Tinggal di panti wreda harusnya merupakan alternative yang terakhir bagi lansia,
karena tinggal dalam keluarga adalah yang terbaik bagi lansia sesuai dengan tugas
perkembangan keluarga yang memiliki lansia untuk mempertahankan pengaturan hidup
yang memuaskan dan mempertahankan ikatan keluarga antargenerasi (Duvall, 1985 yang
dikutip oleh Friedman, 2010)
A. Berduka Cita
Kehilangan adalah suatu keadaan individu yang berpisah dengan sesuatu yang
sebelumnya ada, kemudian menjadi tidak ada, baik terjadi sebagian atau keseluruhan. Periode
duka cita merupakan suatu periode yang sangat rawan bagi seorang penderita lanjut usia.
Meninggalnya pasangan hidup, seorang teman dekat atau bahkan seekor hewan yang sangat
disanyangi bias mendadak memutuskan ketahanan kejiwaan yang sudah rapuh dari seorang
lansia, yang selanjutnya akan memicu terjadinya gangguan fisik dn kesehatannya. Periode 2
tahun pertama setelah ditinggal mati pasangan hidup atau teman dekat tersebut merupakan
periode yang sangat rawan. Pada periode ini orang tersebut justru harus dibiarkan untuk dapat
mengekspresikan dukacita tersebut. Sering diawali dengan perasaan kosong, kemudian diikuti
dengan menangis dan kemudian suatu periode depresi. Depresi akibat duka-cita pada usia lanjut
biasanya tidak bersifat self limiting. Dokter atau petugas kesehatan harus memberi kesempatan
pada episode tersebut berlalu. Diperlukan pendamping yang dengan penuh empati mendengarkan
keluhan, memberikan hiburan dimana perlu dan tidak membiarkan tiap episode berkepanjangan
dan berjalan terlalu berat.
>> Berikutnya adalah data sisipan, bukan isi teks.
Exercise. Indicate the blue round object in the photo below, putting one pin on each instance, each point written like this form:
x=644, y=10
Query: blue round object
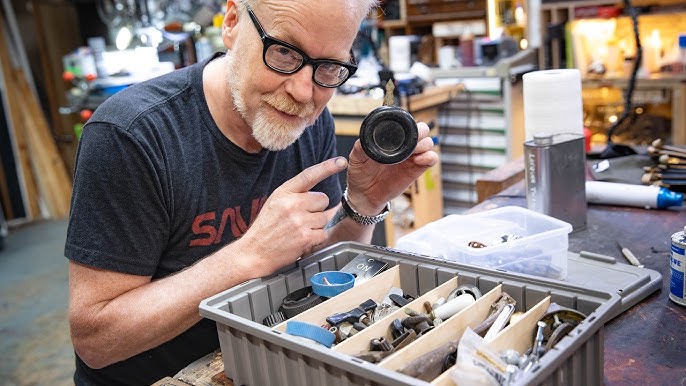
x=310, y=331
x=337, y=282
Apabila upaya diatas tidak berhasil, bahkan timbul depresi berat,
konsultasi psikiatrik mungkin diperlukan, dengan kemungkinan diberikan obat anti depresan.
C. Kesepian
Kesepian atau loneliness, biasanya dialami oleh seseorang lanjut usia pada saat
meninggalnya pasangan hidup atau teman dekat, terutama bila dirinya sendiri saat itu juga
mengalami berbagai penurunan status kesehatan, misalnya menderita berbagai penyakit fisik
berat, gangguan mobilitas atau gangguan sensorik, terutama gangguan pendengaran
(Brocklehurts-Allen, 1987).
Harus dibedakan antara kesepian dengan hidup sendiri. Banyak di antara lansia hidup
sendiri tidak mengalami kesepian, karena aktivitas social yang masih tinggi, tetapi dilain pihak
terdapat lansia yang walaupun hidup di lingkungan yang beranggotakan cukup banyak, tohh
mengalami kesepian.
Pada penderita kesepian ini peran dari organisasi social sangat berarti, karena bias
bertindak menghibur, memberikan motivasi untuk lebih meningkatkan peran social penderita, di
samping memberikan bantuan pengerjaan pekerjaan di rumah bila memang terdapat disabilitas
penderita dalam hal-hal tersebut.
D.Dementia
A.. Pengertian
Demensia dapat diartikan sebagai gangguan kognitif dan memori yang dapat
mempengaruhi aktifitas sehari-hari. Grayson (2004) menyebutkan bahwa demensia bukanlah
sekedar penyakit biasa, melainkan kumpulan gejala yang disebabkan beberapa penyakit atau
kondisi tertentu sehingga terjadi perubahan kepribadian dan tingkahlaku.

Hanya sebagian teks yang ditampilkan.